L’Angleterre a aussi souffert de graves problèmes de violence dans les stades dans les années 80. Cela a abouti à deux terribles catastrophes : le drame du Heysel en 1985 qui a fait 39 morts, et celui d’Hillsborough en 1989 dont on dénombre 97 victimes. Le point commun de ces deux drames : les comportements des supporters en sont à l’origine. Néanmoins, l’enquête effectuée après le second drame a également mis en évidence les défauts de sécurité du stade et la responsabilité de la police dans cet événement. Les supporters ne sont donc pas les seuls responsables.

Face à ces deux catastrophes, l’Etat prend le contrôle de la situation. Sous l’impulsion de Margaret Thatcher, l’Angleterre mène une politique offensive pour lutter contre le hooliganisme.
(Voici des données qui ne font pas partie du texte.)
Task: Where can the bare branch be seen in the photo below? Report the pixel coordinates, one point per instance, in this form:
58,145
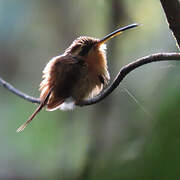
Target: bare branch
172,11
18,92
124,71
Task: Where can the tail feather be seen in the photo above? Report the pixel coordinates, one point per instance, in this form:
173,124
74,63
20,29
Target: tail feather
43,103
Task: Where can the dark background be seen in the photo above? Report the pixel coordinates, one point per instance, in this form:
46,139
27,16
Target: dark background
133,134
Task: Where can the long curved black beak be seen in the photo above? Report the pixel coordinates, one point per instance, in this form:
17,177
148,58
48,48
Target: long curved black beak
116,32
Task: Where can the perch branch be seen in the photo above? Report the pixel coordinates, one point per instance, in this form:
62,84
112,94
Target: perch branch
172,11
124,71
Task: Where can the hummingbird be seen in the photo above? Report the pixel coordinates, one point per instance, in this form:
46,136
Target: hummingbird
81,72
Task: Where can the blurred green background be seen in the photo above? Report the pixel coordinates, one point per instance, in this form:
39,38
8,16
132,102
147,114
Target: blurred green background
132,135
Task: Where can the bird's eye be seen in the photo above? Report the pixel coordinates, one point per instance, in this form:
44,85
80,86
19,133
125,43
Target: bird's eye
76,49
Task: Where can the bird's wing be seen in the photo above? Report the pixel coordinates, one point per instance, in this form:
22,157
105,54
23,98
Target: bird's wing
61,73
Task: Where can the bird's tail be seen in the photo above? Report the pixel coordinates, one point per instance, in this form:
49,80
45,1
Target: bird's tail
42,104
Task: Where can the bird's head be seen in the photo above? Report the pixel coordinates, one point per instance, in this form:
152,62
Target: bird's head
83,45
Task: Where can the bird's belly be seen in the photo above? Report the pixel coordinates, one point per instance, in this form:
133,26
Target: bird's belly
86,87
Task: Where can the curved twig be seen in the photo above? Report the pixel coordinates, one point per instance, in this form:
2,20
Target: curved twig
124,71
172,12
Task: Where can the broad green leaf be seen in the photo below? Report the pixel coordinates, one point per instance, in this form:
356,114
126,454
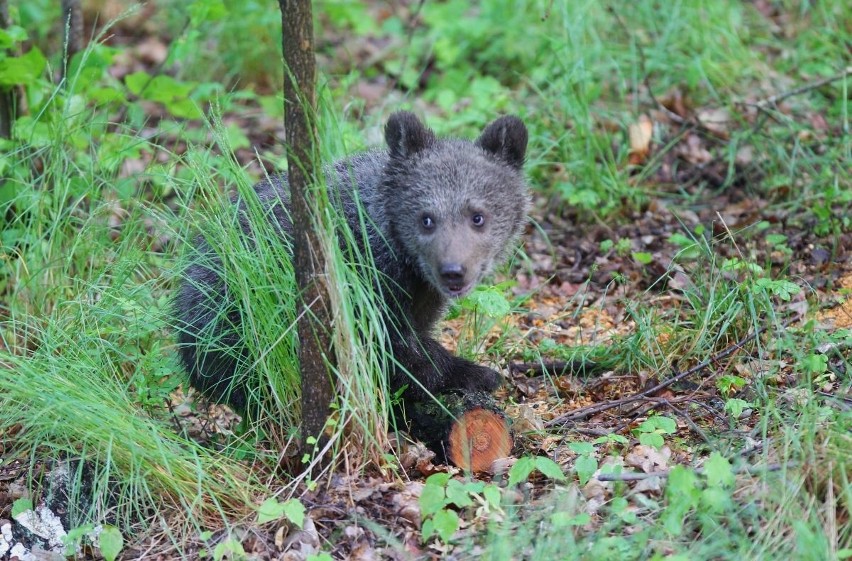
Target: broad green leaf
432,499
426,530
563,519
446,524
642,257
549,468
24,69
111,542
294,510
492,495
521,470
814,364
164,89
11,36
715,499
137,81
458,494
185,108
736,406
489,302
651,439
585,466
582,447
232,547
718,471
271,509
439,479
21,505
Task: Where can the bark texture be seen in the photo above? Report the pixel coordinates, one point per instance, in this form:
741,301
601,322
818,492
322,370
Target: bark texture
7,94
314,324
468,429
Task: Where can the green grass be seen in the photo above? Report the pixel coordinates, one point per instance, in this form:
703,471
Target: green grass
91,253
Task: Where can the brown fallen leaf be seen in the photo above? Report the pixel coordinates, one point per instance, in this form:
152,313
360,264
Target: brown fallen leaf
640,133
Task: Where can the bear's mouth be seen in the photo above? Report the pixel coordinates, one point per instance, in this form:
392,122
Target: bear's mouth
457,289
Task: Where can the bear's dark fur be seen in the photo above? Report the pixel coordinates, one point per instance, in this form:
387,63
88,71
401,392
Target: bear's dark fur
440,214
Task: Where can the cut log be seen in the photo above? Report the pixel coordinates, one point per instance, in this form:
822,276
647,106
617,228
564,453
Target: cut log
469,430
Opérations d’infiltration dans les groupes de hooligans, fichage des supporters, abolition des places debout dans les tribunes au profit des places assises ou encore hausse du prix des billets. Aujourd’hui les rencontres de première division anglaise ne sont plus le théâtre de débordements semblables à ceux observés en France. Pour autant, on ne peut pas dire que le hooliganisme soit éradiqué en Angleterre comme le montre des incidents lors du dernier Euro de football. Les autorités sont confrontées à un problème complexe.

Le football français est dans l’urgence. La solution miracle n’existe probablement pas, mais des réformes concrètes doivent rapidement être prononcées. Il est inadmissible d’avoir peur pour sa sécurité en allant voir un match de football. Ce sport doit redevenir une fête populaire accessible à tous, et non le spectacle pathétique auquel on assiste en ce moment. Il doit redevenir un espace de communion et non de tension.